Laplace and Divergence theorem

[draco193]

Homework Statement

Use Divergence theorem to determine an alternate formula for \int\int u \nabla^2 u dx dy dz Then use this to prove laplaces equation \nabla^2 u = 0 is unique. u is given on the boundary.

Homework Equations

u \nabla^2 u = \nabla * (u \nabla u) -(\nabla u)^2

The Attempt at a Solution

Using Divergence theorem, I get that the new equation should be \oint (u \nabla u) *n -\oint (\nabla u)^2 where n is the normal vector.

I wanted to make sure that I had applied this correctly before moving onto the next part.

My plan for the next part would then be to say that u=v-w, where v and w are arbitrary vectors, and show that v =w to show uniqueness of u.

 

[ystael]

Purely as a TeXnical note: The dot product operator can be written \cdot, and you can get double and triple integral symbols which are properly spaced using \iint and \iiint. Also, differentials in integrals look better if you put a thin space \, before them. So your first equation might be set \iint u \, \nabla^2 u \,dx \,dy \,dz.

 

[gabbagabbahey]

Use Divergence theorem to determine an alternate formula for \int\int u \nabla^2 u dx dy dz Then use this to prove laplaces equation \nabla^2 u = 0 is unique. u is given on the boundary.

Please post the original problem statement word for word... If you only specify u on the boundary of a finite region, the solution to \nabla^2 u = 0 is not unique.

Consider a simple counter example: u_1=1 and u_2=\frac{r}{R}...both satisfy Laplace's equation, and both have the same value on the boundary of the sphere r \leq R.

 

[draco193]

@ystael: Thanks. The formatting of the Latex is new stuff to me.

@gabba: That is the exact problem. I think the idea is to prove that u=v-w=0, and then by the min max principle, u is the only solution.

As an update, the professor said there was a mistake in the book, so we could just treat it as a double integral (not a double with respect to three variables). I also realized that there is no reason to apply divergence to the (\nabla u)^2 term, so my answer for the first part should read

\oint (u\nabla u)\cdot n-\iint (\nabla u)^2

 

[gabbagabbahey]

@gabba: That is the exact problem.

You can't prove something that isn't true. Specifying u alone on the boundary will not generate a unique solution (Laplace's equation is a 2nd order DE, and hence requires at least two boundary conditions to be uniquely solved for a given region). If the problem also tells you that \mathbf{\nabla}u is specified on the boundary, then you can use the hint by assuming u_1 and u_2 are both solutions that satisfy the same boundary conditions and then looking at u_3 \equiv u_2 - u_1.

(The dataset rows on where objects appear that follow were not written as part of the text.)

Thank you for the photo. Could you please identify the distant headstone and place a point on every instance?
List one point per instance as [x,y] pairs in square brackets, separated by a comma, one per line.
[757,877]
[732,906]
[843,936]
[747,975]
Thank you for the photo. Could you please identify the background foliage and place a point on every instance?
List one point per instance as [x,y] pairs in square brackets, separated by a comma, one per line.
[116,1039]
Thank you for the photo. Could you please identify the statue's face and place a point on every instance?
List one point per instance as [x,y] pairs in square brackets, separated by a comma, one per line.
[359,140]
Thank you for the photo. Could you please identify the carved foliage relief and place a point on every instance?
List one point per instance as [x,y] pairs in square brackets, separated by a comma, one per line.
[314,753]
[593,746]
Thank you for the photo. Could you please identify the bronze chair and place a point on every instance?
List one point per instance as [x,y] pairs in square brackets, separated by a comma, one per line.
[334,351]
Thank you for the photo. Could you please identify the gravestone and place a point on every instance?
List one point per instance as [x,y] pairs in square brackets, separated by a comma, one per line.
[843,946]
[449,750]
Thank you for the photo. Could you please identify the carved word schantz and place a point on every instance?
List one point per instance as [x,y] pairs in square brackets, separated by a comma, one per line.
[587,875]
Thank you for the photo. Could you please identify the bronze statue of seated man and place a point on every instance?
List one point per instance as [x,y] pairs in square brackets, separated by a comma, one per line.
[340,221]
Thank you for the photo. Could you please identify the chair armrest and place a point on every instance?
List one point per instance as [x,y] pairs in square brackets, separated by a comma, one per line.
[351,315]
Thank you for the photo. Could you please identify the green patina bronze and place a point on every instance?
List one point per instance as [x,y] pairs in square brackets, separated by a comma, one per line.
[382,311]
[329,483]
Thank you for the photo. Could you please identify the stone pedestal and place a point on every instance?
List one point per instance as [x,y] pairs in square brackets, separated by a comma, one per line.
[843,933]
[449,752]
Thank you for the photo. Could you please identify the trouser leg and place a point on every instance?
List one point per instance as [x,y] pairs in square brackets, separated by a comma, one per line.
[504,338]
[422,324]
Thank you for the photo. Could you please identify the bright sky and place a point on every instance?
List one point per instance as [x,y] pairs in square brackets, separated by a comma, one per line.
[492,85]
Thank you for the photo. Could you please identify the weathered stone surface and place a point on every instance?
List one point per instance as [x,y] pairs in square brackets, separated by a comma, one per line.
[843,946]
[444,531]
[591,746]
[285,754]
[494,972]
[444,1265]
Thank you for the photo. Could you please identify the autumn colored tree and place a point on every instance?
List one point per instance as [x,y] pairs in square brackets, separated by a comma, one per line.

Is this problem from a textbook? If so, what text and what is the problem number?

 

[draco193]

You can't prove something that isn't true. Specifying u alone on the boundary will not generate a unique solution (Laplace's equation is a 2nd order DE, and hence requires at least two boundary conditions to be uniquely solved for a given region). If the problem also tells you that \mathbf{\nabla}u is specified on the boundary, then you can use the hint by assuming u_1 and u_2 are both solutions that satisfy the same boundary conditions and then looking at u_3 \equiv u_2 - u_1.

Is this problem from a textbook? If so, what text and what is the problem number?

It is a textbook problem. Applied Partial Differential Equations with Fourier Series and Boundary Value Problems, 4th Edition Haberman #2.5.12 a and b.